Немного иным был Моисей Соломонович Урицкий; сын богатого сахарозаводчика, он учился на юридическом факультете Киевского университета, откуда и ушел в революцию. У него были не только революционные убеждения, у этого Урицкого! У него были и заслуги… Например, именно Урицкий 27 октября 1905 года спровоцировал драку между «левыми» рабочими и черносотенцами, причем погиб рабочий Журавлев.
Вот это был человек! И все они – вот это были люди! Колька необычайно гордился, что такие люди принимают его в свой круг, общаются с ним, доверительно интересуются его суждениями об обществе будущего, поручают ему всяческие дела – то сбегать за папиросами, то дать характеристику кому-то из контрреволюционеров.
А потом наступило событие, которое все годы существования СССР называли исключительно торжественно: триумфальное шествие советской власти. Расшатанная собственной дуростью и нерешительностью, многолетней агитацией и войной, нормальная власть окончательно развалилась; и кто кинулся ее поднимать? Тот, кто давно и сильнее всего этого хотел, разумеется. Возникло сразу много «правительств», все они одновременно грабили обывателей и враждовали друг с другом, да заодно еще с Временным правительством в Центре, где-то в Петрограде. А вот после «триумфального шествия» только одно правительство царило в оцепенелом от страха городе, творило все что угодно. Да, это было время грабежа совершенно других масштабов! И террора совершенно иных масштабов!

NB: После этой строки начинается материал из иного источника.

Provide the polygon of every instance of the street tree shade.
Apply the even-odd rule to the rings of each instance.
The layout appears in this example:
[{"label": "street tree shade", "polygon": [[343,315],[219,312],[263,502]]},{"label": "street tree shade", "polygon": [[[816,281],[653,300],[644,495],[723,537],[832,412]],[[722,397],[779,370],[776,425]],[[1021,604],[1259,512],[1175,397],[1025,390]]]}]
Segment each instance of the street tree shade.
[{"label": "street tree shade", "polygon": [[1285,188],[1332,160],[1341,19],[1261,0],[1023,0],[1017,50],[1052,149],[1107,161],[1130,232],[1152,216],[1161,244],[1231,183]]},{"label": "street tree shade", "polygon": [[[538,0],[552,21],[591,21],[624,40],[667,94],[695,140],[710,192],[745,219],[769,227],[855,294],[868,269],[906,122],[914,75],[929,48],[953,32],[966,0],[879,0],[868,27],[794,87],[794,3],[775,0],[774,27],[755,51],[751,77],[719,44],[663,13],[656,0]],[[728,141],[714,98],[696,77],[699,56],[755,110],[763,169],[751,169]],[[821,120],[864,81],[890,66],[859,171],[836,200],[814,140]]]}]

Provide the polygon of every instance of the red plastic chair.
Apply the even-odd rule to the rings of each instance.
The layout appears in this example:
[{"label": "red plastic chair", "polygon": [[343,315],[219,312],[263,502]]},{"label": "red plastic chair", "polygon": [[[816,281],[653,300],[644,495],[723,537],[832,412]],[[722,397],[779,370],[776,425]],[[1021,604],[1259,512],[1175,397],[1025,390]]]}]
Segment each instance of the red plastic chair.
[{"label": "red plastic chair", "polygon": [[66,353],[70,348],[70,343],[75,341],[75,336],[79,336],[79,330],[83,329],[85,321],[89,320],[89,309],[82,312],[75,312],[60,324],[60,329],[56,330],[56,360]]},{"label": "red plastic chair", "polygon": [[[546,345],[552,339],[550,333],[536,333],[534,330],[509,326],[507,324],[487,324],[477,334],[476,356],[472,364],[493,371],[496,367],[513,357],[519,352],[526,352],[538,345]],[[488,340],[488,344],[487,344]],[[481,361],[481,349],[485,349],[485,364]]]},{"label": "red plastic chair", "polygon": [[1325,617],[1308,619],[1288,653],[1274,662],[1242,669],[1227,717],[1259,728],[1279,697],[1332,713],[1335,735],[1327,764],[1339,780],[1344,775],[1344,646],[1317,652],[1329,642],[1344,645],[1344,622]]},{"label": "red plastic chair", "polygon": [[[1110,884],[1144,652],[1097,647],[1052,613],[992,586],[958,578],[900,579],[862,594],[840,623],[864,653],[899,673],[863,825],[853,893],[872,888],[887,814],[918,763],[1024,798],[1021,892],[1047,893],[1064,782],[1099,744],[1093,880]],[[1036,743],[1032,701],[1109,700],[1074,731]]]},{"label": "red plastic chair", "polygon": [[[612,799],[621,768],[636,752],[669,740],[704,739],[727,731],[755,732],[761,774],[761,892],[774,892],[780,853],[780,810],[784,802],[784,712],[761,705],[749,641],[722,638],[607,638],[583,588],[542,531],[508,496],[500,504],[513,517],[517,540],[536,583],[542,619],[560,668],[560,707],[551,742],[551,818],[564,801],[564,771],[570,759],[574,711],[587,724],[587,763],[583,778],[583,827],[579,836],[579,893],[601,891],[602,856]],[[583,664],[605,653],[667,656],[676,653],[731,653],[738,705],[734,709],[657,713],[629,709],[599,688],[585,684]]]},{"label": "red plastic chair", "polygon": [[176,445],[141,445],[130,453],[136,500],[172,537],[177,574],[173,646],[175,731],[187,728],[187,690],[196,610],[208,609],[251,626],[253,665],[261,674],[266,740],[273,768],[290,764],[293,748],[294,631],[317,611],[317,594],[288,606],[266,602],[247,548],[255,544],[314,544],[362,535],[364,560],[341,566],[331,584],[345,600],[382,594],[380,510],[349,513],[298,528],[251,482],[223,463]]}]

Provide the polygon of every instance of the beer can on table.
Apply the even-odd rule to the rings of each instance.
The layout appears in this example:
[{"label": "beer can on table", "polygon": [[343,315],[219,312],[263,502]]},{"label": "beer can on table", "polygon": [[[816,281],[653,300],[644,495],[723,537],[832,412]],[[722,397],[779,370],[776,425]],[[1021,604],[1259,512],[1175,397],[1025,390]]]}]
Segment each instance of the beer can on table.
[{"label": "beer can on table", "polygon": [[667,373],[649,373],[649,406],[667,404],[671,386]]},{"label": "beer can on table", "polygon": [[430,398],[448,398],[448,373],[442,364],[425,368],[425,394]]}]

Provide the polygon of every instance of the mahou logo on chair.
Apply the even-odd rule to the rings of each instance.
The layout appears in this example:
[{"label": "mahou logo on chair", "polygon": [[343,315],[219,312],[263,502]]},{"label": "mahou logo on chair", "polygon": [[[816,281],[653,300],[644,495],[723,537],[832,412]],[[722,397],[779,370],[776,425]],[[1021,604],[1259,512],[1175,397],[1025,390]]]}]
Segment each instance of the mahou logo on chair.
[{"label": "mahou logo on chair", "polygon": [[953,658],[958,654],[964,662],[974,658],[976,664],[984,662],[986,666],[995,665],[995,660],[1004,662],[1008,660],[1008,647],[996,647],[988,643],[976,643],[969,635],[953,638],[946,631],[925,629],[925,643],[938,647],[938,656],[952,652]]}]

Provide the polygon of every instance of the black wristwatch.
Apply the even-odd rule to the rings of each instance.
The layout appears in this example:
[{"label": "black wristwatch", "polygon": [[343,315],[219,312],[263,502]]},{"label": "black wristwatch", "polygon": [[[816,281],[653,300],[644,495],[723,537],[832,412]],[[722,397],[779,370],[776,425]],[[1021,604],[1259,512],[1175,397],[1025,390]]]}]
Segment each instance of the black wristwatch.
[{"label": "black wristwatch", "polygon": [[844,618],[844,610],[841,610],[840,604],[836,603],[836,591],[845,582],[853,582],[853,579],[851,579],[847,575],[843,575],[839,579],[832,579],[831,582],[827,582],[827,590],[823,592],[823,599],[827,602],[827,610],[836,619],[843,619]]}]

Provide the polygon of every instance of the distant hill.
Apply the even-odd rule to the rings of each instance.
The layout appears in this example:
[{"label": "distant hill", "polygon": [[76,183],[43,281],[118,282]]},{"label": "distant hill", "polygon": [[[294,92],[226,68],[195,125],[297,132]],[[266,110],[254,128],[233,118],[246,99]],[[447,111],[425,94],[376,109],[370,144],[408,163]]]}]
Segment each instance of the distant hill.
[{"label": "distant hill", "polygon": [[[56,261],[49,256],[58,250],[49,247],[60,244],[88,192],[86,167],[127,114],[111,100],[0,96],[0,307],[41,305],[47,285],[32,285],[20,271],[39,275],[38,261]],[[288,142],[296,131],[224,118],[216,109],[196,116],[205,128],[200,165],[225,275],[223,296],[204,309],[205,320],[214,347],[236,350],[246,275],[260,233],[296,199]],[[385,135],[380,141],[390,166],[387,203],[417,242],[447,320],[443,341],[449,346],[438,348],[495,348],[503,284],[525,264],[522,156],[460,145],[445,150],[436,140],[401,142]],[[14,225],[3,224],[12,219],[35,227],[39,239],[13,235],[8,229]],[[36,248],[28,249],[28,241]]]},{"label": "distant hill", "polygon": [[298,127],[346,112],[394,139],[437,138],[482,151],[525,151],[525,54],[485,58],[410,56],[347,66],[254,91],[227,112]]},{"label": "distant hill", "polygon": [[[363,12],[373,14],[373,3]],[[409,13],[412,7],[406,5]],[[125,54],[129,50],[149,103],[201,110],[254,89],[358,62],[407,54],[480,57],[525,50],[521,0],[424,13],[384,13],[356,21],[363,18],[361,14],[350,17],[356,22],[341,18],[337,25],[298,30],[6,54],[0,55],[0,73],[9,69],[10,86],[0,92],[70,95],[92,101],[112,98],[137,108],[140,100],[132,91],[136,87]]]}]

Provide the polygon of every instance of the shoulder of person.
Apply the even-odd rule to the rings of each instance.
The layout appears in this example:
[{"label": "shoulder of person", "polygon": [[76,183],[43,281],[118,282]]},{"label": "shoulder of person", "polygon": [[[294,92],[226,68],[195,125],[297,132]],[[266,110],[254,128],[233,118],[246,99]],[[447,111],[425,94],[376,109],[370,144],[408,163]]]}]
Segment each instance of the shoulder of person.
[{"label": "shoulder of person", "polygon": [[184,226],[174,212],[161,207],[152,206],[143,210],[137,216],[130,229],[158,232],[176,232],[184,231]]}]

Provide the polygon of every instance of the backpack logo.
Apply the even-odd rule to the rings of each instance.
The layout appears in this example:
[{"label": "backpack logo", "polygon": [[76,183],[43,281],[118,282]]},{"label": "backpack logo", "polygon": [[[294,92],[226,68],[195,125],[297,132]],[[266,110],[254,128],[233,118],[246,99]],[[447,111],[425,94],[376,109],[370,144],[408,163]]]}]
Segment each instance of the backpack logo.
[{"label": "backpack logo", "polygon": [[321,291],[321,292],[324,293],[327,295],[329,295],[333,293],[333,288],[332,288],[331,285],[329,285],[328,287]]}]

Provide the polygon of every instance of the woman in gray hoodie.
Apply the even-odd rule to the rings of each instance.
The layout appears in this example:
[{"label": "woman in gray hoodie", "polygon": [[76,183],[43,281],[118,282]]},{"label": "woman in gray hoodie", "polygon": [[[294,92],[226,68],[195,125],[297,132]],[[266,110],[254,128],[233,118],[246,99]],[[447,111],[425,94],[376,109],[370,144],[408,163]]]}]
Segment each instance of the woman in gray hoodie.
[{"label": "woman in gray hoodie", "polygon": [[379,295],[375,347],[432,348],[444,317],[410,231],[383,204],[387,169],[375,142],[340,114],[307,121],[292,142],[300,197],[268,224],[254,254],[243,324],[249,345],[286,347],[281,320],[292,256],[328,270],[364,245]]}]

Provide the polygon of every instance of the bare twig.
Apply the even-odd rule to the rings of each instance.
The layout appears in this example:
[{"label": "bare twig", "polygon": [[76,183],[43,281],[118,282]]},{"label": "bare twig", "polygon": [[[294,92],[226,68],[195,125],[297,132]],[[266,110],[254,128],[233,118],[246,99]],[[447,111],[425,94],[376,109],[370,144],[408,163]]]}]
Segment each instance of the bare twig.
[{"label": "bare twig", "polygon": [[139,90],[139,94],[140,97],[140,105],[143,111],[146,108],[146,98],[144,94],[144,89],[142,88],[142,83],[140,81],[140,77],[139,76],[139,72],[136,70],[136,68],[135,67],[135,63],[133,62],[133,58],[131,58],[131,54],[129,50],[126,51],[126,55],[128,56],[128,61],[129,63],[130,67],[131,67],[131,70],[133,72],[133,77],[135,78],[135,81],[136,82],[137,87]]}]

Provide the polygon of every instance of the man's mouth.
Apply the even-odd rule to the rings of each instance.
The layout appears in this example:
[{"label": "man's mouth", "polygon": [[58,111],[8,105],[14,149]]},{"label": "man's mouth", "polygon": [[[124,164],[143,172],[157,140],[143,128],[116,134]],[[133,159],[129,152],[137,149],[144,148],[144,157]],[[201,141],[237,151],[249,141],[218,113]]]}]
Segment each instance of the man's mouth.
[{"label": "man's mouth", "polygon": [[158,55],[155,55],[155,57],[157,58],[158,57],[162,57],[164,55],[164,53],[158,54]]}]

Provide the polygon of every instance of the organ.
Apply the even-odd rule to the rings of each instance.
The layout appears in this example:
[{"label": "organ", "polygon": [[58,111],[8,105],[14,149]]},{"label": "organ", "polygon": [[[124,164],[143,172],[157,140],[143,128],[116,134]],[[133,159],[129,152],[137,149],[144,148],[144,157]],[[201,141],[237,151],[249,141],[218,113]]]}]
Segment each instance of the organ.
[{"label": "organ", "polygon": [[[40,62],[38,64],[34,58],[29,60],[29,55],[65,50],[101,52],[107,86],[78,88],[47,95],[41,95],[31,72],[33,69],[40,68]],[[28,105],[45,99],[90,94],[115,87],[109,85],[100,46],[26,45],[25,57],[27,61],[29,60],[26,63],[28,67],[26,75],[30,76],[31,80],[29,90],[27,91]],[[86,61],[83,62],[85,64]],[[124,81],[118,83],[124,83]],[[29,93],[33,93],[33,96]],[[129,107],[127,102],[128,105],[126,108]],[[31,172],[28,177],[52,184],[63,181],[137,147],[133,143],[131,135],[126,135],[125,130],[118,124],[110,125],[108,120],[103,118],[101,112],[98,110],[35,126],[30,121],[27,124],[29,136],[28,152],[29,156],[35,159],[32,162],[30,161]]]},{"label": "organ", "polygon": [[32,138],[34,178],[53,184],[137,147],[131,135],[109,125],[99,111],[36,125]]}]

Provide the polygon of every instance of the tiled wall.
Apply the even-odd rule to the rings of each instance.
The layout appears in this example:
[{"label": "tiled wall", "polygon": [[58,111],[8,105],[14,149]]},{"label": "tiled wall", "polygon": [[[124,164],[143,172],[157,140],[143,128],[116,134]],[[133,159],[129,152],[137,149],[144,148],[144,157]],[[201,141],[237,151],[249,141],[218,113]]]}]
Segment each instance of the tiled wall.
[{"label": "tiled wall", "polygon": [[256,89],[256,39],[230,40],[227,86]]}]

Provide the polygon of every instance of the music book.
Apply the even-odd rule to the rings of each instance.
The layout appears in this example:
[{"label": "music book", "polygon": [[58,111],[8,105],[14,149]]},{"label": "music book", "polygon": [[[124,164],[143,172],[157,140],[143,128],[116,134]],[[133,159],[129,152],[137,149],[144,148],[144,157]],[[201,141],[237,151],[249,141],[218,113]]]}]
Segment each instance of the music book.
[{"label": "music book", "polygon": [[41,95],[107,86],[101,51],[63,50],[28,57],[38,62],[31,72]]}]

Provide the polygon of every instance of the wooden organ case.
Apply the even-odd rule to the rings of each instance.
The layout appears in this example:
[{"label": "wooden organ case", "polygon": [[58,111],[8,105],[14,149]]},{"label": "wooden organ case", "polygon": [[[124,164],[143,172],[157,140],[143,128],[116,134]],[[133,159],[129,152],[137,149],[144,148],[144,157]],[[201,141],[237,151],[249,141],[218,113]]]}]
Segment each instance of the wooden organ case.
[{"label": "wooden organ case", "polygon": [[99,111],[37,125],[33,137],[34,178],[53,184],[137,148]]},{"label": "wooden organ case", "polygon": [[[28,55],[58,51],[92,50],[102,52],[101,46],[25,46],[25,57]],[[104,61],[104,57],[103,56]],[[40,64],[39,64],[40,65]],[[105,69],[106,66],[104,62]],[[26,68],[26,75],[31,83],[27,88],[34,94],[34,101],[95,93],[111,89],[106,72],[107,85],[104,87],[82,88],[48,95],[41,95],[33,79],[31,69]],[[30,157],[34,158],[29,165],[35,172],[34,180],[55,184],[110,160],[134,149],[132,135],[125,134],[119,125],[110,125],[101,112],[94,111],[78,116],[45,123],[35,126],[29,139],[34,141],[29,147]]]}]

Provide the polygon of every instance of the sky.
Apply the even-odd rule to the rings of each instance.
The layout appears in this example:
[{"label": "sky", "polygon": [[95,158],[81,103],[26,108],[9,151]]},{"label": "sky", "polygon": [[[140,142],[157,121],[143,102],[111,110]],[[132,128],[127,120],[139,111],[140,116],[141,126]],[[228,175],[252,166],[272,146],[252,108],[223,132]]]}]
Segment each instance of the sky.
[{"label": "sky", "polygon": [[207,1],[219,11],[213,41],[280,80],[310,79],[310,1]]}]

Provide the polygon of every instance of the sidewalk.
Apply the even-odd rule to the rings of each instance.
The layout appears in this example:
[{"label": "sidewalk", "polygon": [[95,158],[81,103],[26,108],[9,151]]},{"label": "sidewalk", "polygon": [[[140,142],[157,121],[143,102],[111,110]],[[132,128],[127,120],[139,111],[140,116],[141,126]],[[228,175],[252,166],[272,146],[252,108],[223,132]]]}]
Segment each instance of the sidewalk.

Кольку Сорокина большевики по-прежнему любили: очень уж интересные вещи он рассказывал про то, у кого есть и какие именно золотые и серебряные вещи, и кто какие слова раньше говорил про большевичков. Ада Лебедева очень интересовалась, какими словами определили ее в обывательской болтовне, когда она пьяная валялась по дороге на базар с задранной юбкой. Яшу Бограда крайне беспокоило, кто слыхал о его увлечении онанизмом, еще в одесские времена, а Гришу Вейнбаума волновало не меньше, слыхал ли кто-нибудь о судьбе студенческой ссудной кассы, загадочно пропавшей одновременно с его уходом в революцию.